A tree that, as he watched, reared up a giant face to look at him in the sunlight, its arms reaching out, its voice saying, Conor -"
This is a story that was percolating with Siobhan Dowd prior to her untimely death from cancer at age 47. Patrick Ness wrote the story based on a set of notes that she had written. Since her death two books have been published, Bog Child and Solace of the Road. Both are award-winning and brilliantly conceived. A Monster Calls would have been her fifth book.
Patrick Ness uses her notes to fashion a stunning story. Jim Kay adds powerful black and white illustrations to accompany Patrick's text. They create mood, power and vulnerability. In his author's note prior to the story's opening lines, the author says:
"Almost before I could help it, Siobhan's ideas were suggesting new ones to me, and I began to feel that itch that every writer longs for: the itch to start getting the words down, the itch to tell a story."

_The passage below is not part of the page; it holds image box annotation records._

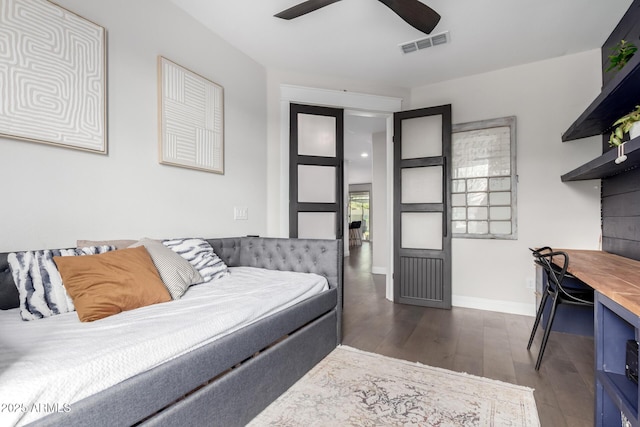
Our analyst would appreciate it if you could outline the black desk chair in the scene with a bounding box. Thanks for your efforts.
[527,246,593,371]
[349,221,362,246]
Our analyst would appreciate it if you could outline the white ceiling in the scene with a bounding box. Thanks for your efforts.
[344,114,387,184]
[171,0,632,183]
[172,0,632,88]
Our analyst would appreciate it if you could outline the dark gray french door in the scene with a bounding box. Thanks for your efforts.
[393,105,451,308]
[289,104,344,239]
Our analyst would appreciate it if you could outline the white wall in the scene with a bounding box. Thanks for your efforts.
[371,132,392,274]
[411,50,601,314]
[0,0,267,251]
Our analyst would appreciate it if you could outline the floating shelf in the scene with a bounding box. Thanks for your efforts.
[560,137,640,182]
[562,54,640,142]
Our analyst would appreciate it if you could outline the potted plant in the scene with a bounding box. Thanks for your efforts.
[609,105,640,147]
[605,40,638,71]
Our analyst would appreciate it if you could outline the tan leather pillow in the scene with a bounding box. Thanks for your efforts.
[53,246,171,322]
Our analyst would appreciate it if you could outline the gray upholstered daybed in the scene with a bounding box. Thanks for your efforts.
[0,237,342,426]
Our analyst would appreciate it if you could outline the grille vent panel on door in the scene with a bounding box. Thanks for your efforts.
[400,257,444,301]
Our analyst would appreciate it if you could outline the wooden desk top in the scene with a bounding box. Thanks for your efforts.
[554,249,640,316]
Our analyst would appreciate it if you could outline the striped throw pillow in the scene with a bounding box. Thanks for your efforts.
[129,238,203,299]
[162,238,229,282]
[7,246,115,320]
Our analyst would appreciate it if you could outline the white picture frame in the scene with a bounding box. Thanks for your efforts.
[0,0,107,154]
[158,56,224,174]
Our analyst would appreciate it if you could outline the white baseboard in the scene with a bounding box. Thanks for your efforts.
[371,267,387,275]
[451,295,536,316]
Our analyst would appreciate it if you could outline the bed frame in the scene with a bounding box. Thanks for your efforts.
[0,237,343,427]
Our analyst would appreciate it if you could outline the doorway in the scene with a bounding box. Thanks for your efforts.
[348,191,371,242]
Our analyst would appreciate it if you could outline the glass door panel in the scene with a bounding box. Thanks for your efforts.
[401,166,442,203]
[401,116,442,159]
[298,212,336,239]
[298,113,336,157]
[289,104,344,239]
[400,212,442,251]
[298,165,336,203]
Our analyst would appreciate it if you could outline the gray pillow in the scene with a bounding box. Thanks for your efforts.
[76,239,136,249]
[129,238,204,299]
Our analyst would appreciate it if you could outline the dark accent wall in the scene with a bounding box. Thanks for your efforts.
[601,0,640,153]
[602,168,640,260]
[602,0,640,260]
[602,0,640,87]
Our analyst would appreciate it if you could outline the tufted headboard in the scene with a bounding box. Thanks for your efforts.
[0,237,343,310]
[208,237,343,289]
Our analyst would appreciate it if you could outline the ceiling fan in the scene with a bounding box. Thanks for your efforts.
[274,0,440,34]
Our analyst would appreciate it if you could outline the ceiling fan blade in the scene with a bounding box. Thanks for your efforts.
[378,0,440,34]
[274,0,342,19]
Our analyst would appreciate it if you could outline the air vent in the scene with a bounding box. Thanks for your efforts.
[400,31,449,53]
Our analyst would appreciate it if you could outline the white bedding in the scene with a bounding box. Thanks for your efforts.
[0,267,329,426]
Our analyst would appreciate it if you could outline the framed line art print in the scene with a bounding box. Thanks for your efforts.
[158,56,224,174]
[0,0,107,154]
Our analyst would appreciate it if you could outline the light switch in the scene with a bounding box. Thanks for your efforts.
[233,206,249,220]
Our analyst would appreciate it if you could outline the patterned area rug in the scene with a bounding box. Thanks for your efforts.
[249,346,540,427]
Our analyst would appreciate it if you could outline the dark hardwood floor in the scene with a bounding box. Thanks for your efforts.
[342,242,594,427]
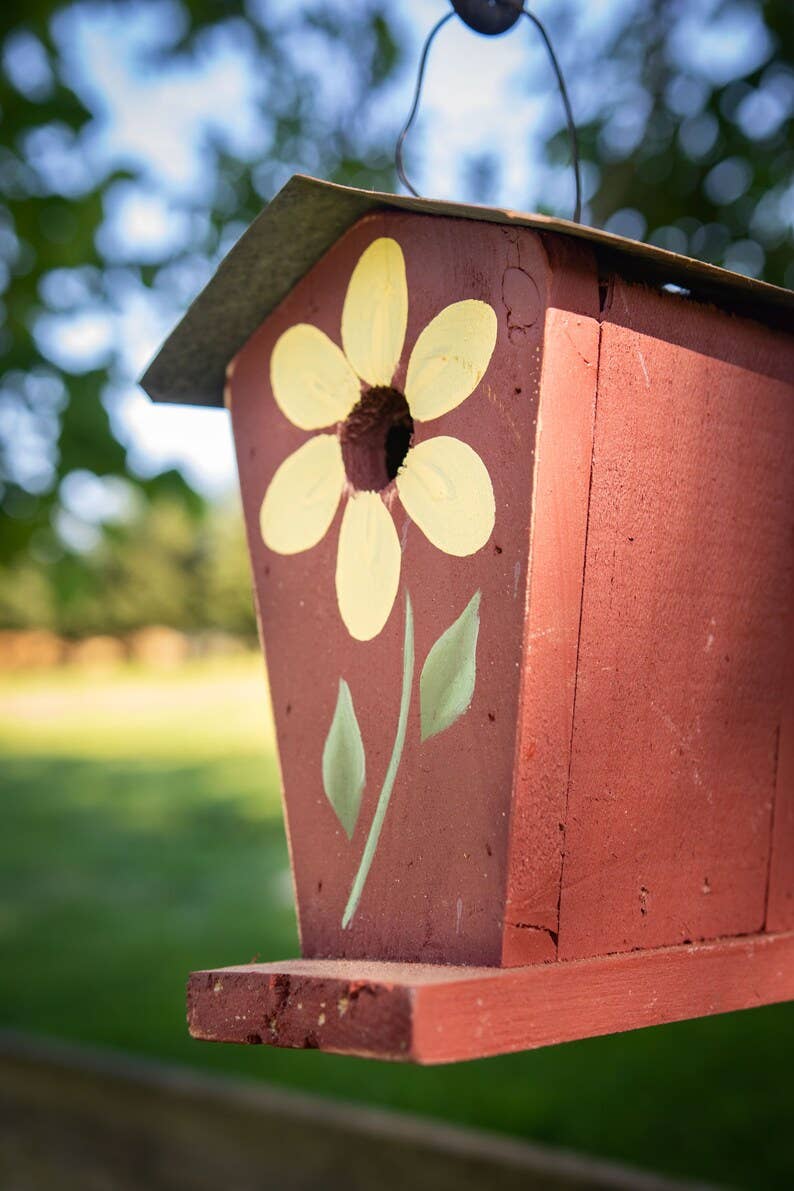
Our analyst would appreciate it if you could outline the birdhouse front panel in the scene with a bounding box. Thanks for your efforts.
[227,213,598,964]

The monster who calls on Conor, both virtually and figuratively, is profound. He is part giant and part yew tree. He visits Conor at night when fears are darkest, and overwhelming. He tells three stories meant to have meaning for the young boy as he deals with the terror and aching sadness of his mother's illness and cancer treatment. Conor's nightmare: "The one with the darkness and the wind and the screaming. The one with the hands slipping from his grasp, no matter how hard he tried to hold on. The one that always ended with—" is
tangible, but never voiced. The monster demands a story from Conor, or the consequences will be dire. That story must be the truth that is being denied.
Of his monster, Patrick Ness has this to say:
"And then you get something like the monster in A Monster Calls. There’s the actual big monster, of course, who’s got monstrousness written all over him and who was also tremendously fun to write because he refuses to settle down into something easily explainable, even when he’s being nice. But isn’t the real monster the unnamed thing that Conor’s afraid of? Isn’t that the scarier monster? The one we can’t face, the one we can’t even imagine as a physical presence? I think that’s probably the scariest thing. The monster we fear inside us, so much so we can’t even look at it. Even though the mere act of looking is often enough to slay it."
There is much for Conor to consider as he thinks about his future. First, it is the possibility that his mom might die. Then, what? Who will take care of him? Where will he live? Can he count on his father who has moved to America, started a new family and rarely comes to visit his son? Is there a place for him with his father at all? Will he go to live with his maternal grandmother?
It is a beautiful book that deals with tough topics. I found it difficult to read but, at the same time, I could not stop the reading. As terrifying as it can be, it is also reassuring. There is great love and greater understanding for a boy whose life is forever changed when his mother becomes ill. As she struggles with the effects of her treatment, her love never wavers, her guidance remains strong and her spirit finds a place in Conor's heart.